You can see generational change on the Pats beat. Michael Smith, who later became a host at ESPN, was just 22 years old when he became the Globe’s backup beat writer in 2001. The Patriots dynasty also spans an epoch of media time, before sportswriting was fully nationalized.
“How were people going to get news on the Patriots in ’01, ’03, ’04 on a day-to-day basis?” said Curran. “They weren’t going to have their national reporters there, they weren’t going to have ESPN there on a daily basis. … They had to get it from us.” That, in turn, led to more promotions.
Beyond piling up titles, the Patriots proved to be a rich subject for writers. The troika of Brady, Belichick, and Robert Kraft didn’t have nearly the comic potential of Reggie Jackson, Billy Martin, and George Steinbrenner. But they had their upsides.
Kraft is an ideal owner to cover because he’s incredibly needy. (On Tuesday, he was telling reporters of Brady, “I love him like a son.”) Brady can be purposefully bland, but the scandals he has been involved in—or, as he tells it, have been thrust upon him—give him a kind of texture.
“The villain is always far more compelling than the guy who is Mr. Perfect,” said Leibovich, who interviewed Brady for his book Big Game. “That’s why, in a weird, paradoxical way, Brady made such a great villain.”
Belichick may stiff-arm beat writers and even the league’s cherished TV partners. But his remoteness has created its own alternate content stream. I can’t think of another NFL coach whose leisure photos would be a thing, maybe outside of Andy Reid.
The ’90s Cowboys used to be the record holder for extracurricular activities, real and alleged, which produced mountains of journalism. The Patriots took the lead with Spygate, Deflategate, Kraft’s solicitation charges, and the Aaron Hernandez murder trial. For another franchise, Belichick’s endorsement of Donald Trump would have been a nuclear event. With the Pats, it almost gets lost.
Thanks partly to such quagmires, Patriots coverage came to mimic, or maybe anticipate, the contours of political coverage. You’re pro-Pats. Or—the pro-Pats people say—you’re anti-Pats. This creates yet another meta layer of content, as Darlington, Chris Mortensen, Sports Illustrated’s Charlotte Wilder, and anyone who has been lit up on a Boston sports radio show can attest.
There’s an irony to the Patriots beat being a career-maker. Teams like the Warriors and Cowboys laid out the welcome mat for reporters. Covering the Patriots is more of a chore, as if enduring those “on to Cincinnati” answers is the price of fame. “Social distancing is basically the Patriot Way placed onto society,” said Leibovich.
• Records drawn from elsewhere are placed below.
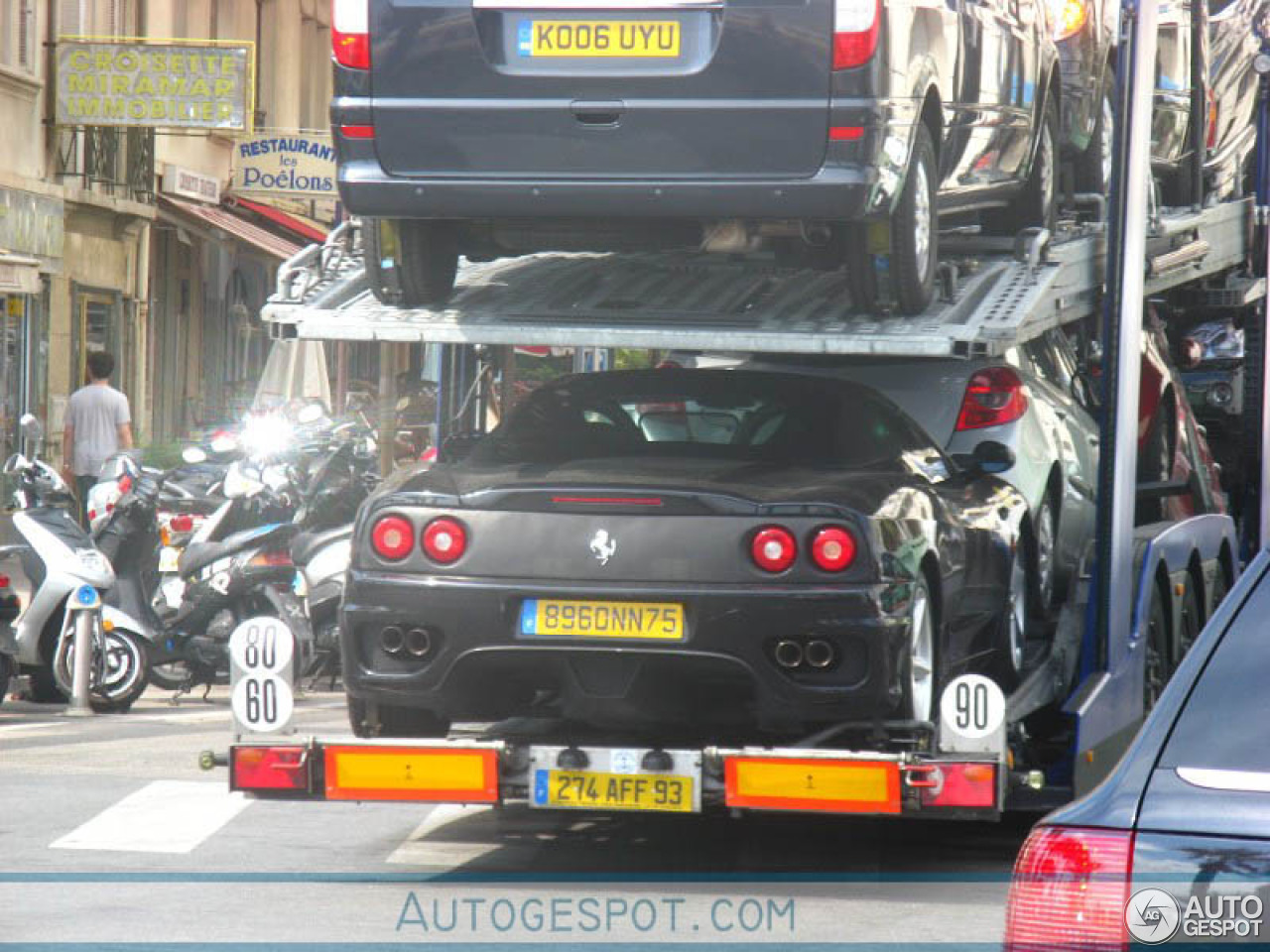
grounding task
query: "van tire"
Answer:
[890,122,940,313]
[983,95,1060,235]
[362,218,458,307]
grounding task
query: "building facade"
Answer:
[0,0,335,461]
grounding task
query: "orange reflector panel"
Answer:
[724,757,899,813]
[326,745,498,803]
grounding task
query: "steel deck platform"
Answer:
[263,199,1253,357]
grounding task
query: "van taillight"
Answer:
[956,367,1028,431]
[833,0,881,69]
[330,0,371,69]
[1004,826,1133,952]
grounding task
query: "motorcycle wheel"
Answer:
[54,629,150,713]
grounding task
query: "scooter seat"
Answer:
[177,523,296,576]
[291,525,353,565]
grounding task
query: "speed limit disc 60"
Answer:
[230,674,295,734]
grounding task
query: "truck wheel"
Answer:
[348,694,449,738]
[1076,66,1115,195]
[362,218,458,307]
[901,575,936,721]
[983,95,1058,235]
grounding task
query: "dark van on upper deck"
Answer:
[331,0,1061,312]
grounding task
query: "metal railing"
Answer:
[56,126,155,204]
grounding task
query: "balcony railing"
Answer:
[58,126,155,204]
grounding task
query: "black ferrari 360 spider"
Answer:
[341,369,1034,740]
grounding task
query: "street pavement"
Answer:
[0,689,1028,947]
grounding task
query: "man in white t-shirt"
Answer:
[63,350,132,518]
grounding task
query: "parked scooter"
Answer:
[98,454,313,692]
[0,414,149,711]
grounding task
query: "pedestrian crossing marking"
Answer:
[50,780,251,853]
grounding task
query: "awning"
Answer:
[227,195,326,245]
[0,251,40,295]
[159,195,300,262]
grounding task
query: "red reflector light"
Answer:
[423,517,467,565]
[829,126,865,142]
[552,496,662,505]
[904,763,997,810]
[833,0,881,69]
[1004,826,1133,952]
[812,526,856,572]
[371,516,414,562]
[956,367,1028,430]
[330,0,371,69]
[230,747,309,792]
[749,526,798,572]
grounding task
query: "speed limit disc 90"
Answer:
[230,616,296,674]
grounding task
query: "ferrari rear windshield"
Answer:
[467,369,933,468]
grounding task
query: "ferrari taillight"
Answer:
[956,367,1028,431]
[833,0,881,69]
[812,526,856,572]
[371,516,414,562]
[749,526,798,572]
[423,517,467,565]
[330,0,371,69]
[1004,826,1133,952]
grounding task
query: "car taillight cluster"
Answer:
[956,367,1028,431]
[749,526,856,575]
[330,0,371,69]
[833,0,881,69]
[371,516,467,565]
[1004,826,1133,952]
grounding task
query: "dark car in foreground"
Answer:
[341,369,1031,742]
[1006,552,1270,949]
[331,0,1060,312]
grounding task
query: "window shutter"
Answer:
[58,0,83,37]
[18,0,36,72]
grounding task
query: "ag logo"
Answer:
[1124,889,1183,946]
[590,530,617,565]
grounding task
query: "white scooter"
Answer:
[0,414,150,711]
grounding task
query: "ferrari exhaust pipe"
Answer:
[806,639,833,671]
[380,625,405,654]
[774,641,803,670]
[405,629,432,657]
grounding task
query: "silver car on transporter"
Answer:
[758,330,1098,675]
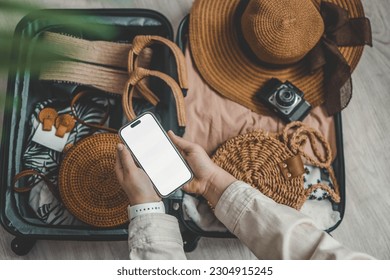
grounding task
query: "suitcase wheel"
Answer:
[11,237,37,256]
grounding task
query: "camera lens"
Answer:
[276,88,296,108]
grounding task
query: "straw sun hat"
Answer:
[189,0,371,114]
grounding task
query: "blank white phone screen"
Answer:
[120,113,192,196]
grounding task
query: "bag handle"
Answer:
[128,35,188,89]
[281,122,340,203]
[70,90,118,133]
[122,67,186,127]
[12,169,61,200]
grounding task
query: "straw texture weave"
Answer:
[212,122,340,210]
[189,0,364,115]
[212,131,306,209]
Even with Brady gone, it’s not like the Patriots beat will fade into obscurity. “Was Brady or Belichick the Real Genius?” will be an ESPN chyron into the next presidential administration, provided debate shows are still being produced. Belichick powering an Andy Dalton–led team into the Super Bowl could produce another coverage boomlet.
But in the meantime, the Patriots press corps will have to share its good fortune with some star-crossed counterparts. If there’s any life left in Brady’s 42-year-old arm, you can go ahead and congratulate Rick Stroud on his book deal right now.